Carol Muske 1945–
(Full name Carol Anne Muske; also publishes under married name Carol Muske-Dukes) American poet and novelist.
The following entry presents an overview of Muske's career through 1994.
Muske's work is praised for its insights into daily life and close familial relationships. Generally writing from a feminist perspective, Muske is noted for her carefully constructed sentences, unique metaphors, and the use of autobiographical elements in her work. Holly Prado has written that Muske's "contemplation of experience is personal yet moves further, into the spiritual and philosophical."
Born in St. Paul, Minnesota, Muske began writing poetry when she was six years old. After earning her undergraduate degree at Creighton College in 1967, she received an M. A. in English and creative writing from San Francisco State College in 1970. Muske then continued her education at the University of Paris where she studied French literature; during this time she joined a travelling production of the musical Hair (1967) and toured throughout Europe and Russia. When she returned to the United States the following year, Muske settled in New York City where she attended poetry writing workshops, taught creative writing to inmates in New York prisons, and became an assistant editor at the literary journal Antaeus. Her first book of poetry, Camouflage, was published in 1975. The recipient of several prestigious awards and grants, Muske has also lectured and taught English at numerous universities throughout the United States.
The obliquely autobiographical verse of Camouflage reflects Muske's attention to word choice and unique turns of phrase. The poems in this volume deal primarily with the ways in which the speaker's "outer self" is shaped by the perceived need to conceal her tumultuous inner emotional life. Muske's second collection, Skylight (1981), examines ambivalent feelings in intimate relationships, using her own life—particularly her divorce from her first husband—as the source for poems that chart the love-hate nature of a marriage that ultimately dissolves. Portraying the significance of Muske's mother and grandmother, the poems in the first section of Wyndmere (1985) focus on the various bonds that united the three generations of women. In the book's later poems, Muske addresses such presentday concerns as her new marriage, the creative process, and the birth of her daughter. Although Muske uses slightly more abstract language in Applause (1989), the volume continues the examination of what are considered her signature themes: her past; the inner significance of her interpersonal relationships; and the need to appreciate beauty in a world beset by pain and suffering, which in many of the poems in this volume is represented by death from AIDS. Muske's first novel, Dear Digby (1989), tells the comic and poignant story of Willis Jane Digby, the Letters editor of a feminist magazine, who comes to identify with two of her more eccentric, perhaps "crazy," correspondents. The novel asserts that distinctions between "crazy" and "sane" are ultimately untenable and that everyone is more or less "insane." In the poetry collection Red Trousseau (1993), Muske uses witches and the Salem witch hunts of the 15th century as metaphorical devices with which she discusses the emotional vicissitudes of intimate relationships, attitudes toward abortion, and political protest. The poems both represent and examine the ways in which personal and political issues are inextricably bound. Muske's second novel, Saving St. Germ (1993), deals comically with serious themes. The story concerns a biochemist whose comfortable life in her laboratory and in the abstract realm of advanced scientific theory is disrupted by the dissolution of her marriage and the ensuing court battle for custody of her daughter. Muske's main theme in this work is the difficulty of integrating mind and body, intellect and emotions, interior life and the "real" world.
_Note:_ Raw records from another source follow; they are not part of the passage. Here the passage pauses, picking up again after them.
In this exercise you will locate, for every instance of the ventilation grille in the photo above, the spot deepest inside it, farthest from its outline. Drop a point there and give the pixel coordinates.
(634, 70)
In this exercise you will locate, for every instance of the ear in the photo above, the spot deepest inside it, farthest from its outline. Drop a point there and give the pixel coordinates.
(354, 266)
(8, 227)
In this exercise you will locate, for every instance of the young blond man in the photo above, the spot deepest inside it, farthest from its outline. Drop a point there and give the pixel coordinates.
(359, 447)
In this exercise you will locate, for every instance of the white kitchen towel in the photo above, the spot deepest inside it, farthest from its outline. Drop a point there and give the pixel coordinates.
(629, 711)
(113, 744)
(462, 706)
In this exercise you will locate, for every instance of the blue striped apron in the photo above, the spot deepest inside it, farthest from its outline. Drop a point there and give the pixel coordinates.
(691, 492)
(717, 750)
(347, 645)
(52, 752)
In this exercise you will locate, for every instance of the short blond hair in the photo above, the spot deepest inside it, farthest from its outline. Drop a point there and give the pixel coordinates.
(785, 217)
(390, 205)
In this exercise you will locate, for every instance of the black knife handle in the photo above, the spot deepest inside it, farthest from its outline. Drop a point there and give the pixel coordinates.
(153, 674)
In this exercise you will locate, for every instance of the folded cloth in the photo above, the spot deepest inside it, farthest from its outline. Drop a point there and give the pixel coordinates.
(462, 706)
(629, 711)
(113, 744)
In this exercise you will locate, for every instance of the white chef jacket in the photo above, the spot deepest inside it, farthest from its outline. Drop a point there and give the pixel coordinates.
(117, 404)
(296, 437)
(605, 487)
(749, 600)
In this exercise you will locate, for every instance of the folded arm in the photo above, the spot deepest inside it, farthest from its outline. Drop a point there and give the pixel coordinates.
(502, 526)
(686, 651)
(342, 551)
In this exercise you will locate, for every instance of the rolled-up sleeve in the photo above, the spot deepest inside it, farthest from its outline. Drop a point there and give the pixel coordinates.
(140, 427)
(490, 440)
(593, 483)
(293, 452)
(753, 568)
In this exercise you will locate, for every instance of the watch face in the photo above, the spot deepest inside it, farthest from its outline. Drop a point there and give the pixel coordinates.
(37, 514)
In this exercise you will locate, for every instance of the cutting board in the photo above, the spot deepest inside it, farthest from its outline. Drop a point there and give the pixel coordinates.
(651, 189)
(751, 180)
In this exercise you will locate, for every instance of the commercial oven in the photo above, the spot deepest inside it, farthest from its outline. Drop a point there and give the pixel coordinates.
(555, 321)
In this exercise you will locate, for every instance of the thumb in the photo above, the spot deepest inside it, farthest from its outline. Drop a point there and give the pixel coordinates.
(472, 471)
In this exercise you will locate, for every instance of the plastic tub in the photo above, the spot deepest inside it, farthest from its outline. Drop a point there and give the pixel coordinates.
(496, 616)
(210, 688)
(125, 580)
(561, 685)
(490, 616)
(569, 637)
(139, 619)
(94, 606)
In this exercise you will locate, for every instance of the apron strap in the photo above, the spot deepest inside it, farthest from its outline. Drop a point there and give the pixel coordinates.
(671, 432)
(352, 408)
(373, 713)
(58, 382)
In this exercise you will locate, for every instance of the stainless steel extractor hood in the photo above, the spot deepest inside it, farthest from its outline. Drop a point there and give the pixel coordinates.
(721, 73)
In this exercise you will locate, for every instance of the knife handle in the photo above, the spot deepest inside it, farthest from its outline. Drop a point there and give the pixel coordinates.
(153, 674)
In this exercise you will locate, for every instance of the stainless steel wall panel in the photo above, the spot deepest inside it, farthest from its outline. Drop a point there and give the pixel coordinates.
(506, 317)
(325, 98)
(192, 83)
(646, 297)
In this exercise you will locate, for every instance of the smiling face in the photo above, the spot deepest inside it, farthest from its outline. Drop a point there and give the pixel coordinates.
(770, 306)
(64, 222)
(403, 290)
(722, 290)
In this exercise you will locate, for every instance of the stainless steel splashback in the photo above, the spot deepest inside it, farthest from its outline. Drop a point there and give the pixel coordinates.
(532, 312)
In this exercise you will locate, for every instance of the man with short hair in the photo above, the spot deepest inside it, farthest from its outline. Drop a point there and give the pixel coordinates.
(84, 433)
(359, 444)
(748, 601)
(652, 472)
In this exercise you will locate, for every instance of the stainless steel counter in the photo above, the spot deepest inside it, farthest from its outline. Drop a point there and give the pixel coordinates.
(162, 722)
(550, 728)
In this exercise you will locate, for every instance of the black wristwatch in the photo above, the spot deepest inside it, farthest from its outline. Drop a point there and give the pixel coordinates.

Muske's works have received generally favorable critical assessments. Most critics consider her mastery of form and her ability to convey both passion and self-analysis as among her strengths as a poet. Her early works, notably Camouflage, displayed her formal talent and earnestness, but not yet the integration of form with subject matter. Choice magazine suggested that her first volume showed "a wealth of promise, but … one looks forward to the next collection." Her later poetry builds on these strengths and adds a more sophisticated political dimension, examining the ways public reality and private inner life intersect and influence one another. Wayne Koestenbaum, in his highly favorable review of Applause, argued that the only fault he could find in her mature work is her "reliance on a vocabulary that gives too little tonal pleasure and on a stumbling, start-and-stop tempo. Some might call it concision; to me, it seems a refusal to leap…. I long to hear a phrase tumble beyond its limit." Reception of her novels has likewise been very positive, with reviewers praising her prose style but faulting some of her structural decisions. For example, while most commentators praise Dear Digby for its comic touches and its poignant depictions of quietly desperate lives, some critics have detected a certain ambivalence in the combination of approaches. Linsey Abrams asserted that "one wishes she had decided to write either a flat-out comic novel … or [a] more serious, psychologically acute story." Similarly, Tom De Haven has suggested that Saving St. Germ is an excellent novel marred only by a pat happy ending. He has argued that the novel's resolution is "an artistic false move by the otherwise rigorously unsentimental Ms. Muske Dukes."